Leon was gratified to see that all four of these reports were in the area he’d already resolved to start searching first: the border between the Ilian Empire and the Sacred Golden Empire that reached the coast. Most of the coast, in contrast to the urban build-up along the Scamander River, was devoid of human settlements; the weather was terrible and the terrain itself made large-scale settlement undesirable. But there were still a few fishing villages and quaint resort towns to be found, along with salty sailors selling spurious sea stories to sightseers, which is what Heaven’s Eye chalked most of these reports up to being.

Leon resolves to visit these towns and see what he could see.

By the time that night fell, everyone was exhausted, and not at all looking forward to what promised to be several more weeks of fruitless searching for a myth. Leon, however, slept quite soundly, and he figured he probably would’ve been able to do so even without the loving ministrations of his wife and lovers. They had a direction to go in, and that was enough to ease his mind for the night.

Leon stared down the docks at the ship that Gaius and Anshu had procured, his lips pursed in thought. He’d been surprised when they returned the previous day having secured a fairly cheap ship for the retinue to use, but pleasantly so. However, now, he was a little less sure.

The ship was a fairly small sloop, small enough that his family and retinue could crew it with ease. It was larger in the back, with only a single deck and a raised quarterdeck. The ship wasn’t particularly magically advanced—probably why it was so cheap—but it had a single magic engine powerful enough to move the ship at a good clip. Good enough, Anshu promised, to reach the coastline in just a few days.

The rest of the sloop’s enchantments ensured that it was robust enough to endure the fairly powerful weather events that constantly roiled across the central sea, and if the magic engine ever gave out—and given its age, Leon fully expected it to give out at some point—the ship was equipped with a backup mast which Anshu said he was familiar with.

Most surprisingly was that the ship was made entirely out of steel. Leon might’ve been impressed had the ship not been speckled with rust and various stains from the undoubtedly long life it had lived. Still, he found himself quietly marveling at the Ilian Empire’s power if this was such a cheap ship, so common that it was allowed to degenerate into such a condition. In the Bull Kingdom, ships made of steel were incredibly rare—so much so that the Legions still used wooden ships, though the wood they used was of the finest quality they could find.

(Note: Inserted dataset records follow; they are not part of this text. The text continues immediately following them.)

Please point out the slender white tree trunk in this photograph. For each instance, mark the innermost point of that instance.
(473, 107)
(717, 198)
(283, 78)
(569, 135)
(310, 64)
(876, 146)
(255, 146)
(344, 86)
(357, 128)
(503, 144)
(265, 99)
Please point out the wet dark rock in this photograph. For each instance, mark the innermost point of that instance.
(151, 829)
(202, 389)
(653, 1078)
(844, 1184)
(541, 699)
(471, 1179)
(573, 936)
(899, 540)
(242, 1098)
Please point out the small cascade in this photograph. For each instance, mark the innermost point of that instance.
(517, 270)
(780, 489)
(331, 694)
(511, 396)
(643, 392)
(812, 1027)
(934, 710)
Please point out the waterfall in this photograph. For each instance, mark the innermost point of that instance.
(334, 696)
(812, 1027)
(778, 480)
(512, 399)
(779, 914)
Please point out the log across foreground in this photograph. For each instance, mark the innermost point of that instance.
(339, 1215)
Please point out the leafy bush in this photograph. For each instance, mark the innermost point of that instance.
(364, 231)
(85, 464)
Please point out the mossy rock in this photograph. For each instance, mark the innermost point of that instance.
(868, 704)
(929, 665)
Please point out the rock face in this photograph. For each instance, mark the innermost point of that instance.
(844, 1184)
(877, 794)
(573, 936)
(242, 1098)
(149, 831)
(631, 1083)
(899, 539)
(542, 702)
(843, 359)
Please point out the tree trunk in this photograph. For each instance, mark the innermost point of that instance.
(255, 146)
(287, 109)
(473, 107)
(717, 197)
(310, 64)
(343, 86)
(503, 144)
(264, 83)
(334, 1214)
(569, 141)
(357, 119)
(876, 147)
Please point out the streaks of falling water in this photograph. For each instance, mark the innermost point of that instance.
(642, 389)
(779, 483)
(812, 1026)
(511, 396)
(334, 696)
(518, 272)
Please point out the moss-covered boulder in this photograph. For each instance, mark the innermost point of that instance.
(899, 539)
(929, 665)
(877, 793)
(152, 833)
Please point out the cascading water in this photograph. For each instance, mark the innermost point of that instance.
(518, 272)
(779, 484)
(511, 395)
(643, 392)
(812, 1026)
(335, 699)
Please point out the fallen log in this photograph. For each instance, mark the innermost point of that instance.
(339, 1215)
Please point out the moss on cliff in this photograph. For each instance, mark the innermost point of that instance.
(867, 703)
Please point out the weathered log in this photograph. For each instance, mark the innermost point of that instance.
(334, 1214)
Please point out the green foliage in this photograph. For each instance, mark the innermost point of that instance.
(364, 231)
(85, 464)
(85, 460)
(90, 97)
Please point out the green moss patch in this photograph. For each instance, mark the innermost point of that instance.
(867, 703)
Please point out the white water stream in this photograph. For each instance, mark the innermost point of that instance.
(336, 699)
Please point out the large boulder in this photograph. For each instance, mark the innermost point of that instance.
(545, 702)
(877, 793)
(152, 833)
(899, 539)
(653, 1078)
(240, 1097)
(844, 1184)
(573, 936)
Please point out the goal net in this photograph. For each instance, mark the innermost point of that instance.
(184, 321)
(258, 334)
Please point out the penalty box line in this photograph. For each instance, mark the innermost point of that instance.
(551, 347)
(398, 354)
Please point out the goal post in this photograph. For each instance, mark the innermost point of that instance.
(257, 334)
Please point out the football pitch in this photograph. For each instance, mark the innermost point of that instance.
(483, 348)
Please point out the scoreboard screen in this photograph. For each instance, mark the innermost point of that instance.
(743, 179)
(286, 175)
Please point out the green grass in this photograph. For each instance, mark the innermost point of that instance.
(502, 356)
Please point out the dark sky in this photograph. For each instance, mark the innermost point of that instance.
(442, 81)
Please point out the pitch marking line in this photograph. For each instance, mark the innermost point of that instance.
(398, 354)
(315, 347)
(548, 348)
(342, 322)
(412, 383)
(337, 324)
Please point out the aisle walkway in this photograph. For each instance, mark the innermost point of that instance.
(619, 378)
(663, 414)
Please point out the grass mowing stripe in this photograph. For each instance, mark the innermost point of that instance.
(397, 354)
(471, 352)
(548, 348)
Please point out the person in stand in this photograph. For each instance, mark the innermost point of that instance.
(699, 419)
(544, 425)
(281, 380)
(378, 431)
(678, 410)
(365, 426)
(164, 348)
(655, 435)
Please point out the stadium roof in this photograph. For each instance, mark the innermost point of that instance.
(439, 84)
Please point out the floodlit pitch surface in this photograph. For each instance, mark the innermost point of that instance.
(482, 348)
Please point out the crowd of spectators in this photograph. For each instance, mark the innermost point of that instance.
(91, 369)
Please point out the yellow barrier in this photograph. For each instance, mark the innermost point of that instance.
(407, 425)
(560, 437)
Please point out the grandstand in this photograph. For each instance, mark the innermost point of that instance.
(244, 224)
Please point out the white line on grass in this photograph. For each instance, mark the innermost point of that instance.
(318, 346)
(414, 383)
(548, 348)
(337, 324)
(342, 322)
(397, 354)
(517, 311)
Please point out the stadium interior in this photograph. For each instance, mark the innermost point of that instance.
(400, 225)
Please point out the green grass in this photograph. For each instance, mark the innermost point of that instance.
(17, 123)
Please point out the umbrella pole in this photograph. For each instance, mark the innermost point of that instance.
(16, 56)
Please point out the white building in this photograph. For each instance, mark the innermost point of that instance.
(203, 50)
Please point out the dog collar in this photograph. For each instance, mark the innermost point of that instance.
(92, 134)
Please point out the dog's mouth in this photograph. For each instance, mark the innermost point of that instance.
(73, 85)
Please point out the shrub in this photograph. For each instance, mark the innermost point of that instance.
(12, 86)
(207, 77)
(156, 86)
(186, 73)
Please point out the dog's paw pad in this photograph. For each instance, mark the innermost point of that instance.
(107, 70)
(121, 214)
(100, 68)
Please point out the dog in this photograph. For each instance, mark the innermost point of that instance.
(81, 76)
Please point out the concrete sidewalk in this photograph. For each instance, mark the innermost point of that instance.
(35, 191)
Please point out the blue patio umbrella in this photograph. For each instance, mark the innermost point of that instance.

This ship had no weapons to speak of, but Leon didn’t mind. After some time spent thinking it over, and with the added endorsement of Anshu, who’d already given the ship a cursory inspection the day before, Leon decided to take the ship. All he needed it to do was get them down the river, to the villages along the rocky coast, and then back to Occulara. To that end, he paid the promised price, and he, his retinue, and his family climbed aboard.

Most unusual about his group was that Elise was joining them. She was completely uninterested in remaining behind, especially since this didn’t seem to be a dangerous mission, and she claimed that she wasn’t about to look for a villa and accompanying property all on her own, so they had to ‘suffer her presence’ for a while.

Leon, not considering her presence to be at all insufferable, was grateful for the extra company. He had to admit that he hadn’t wanted to leave her behind, either.

So it was that the day after arriving in Occulara on a Heaven’s Eye yacht of nearly unparalleled luxury, Leon, his family, and his retinue departed Occulara in a ship whose better days were likely decades in the past, just to hunt down a myth.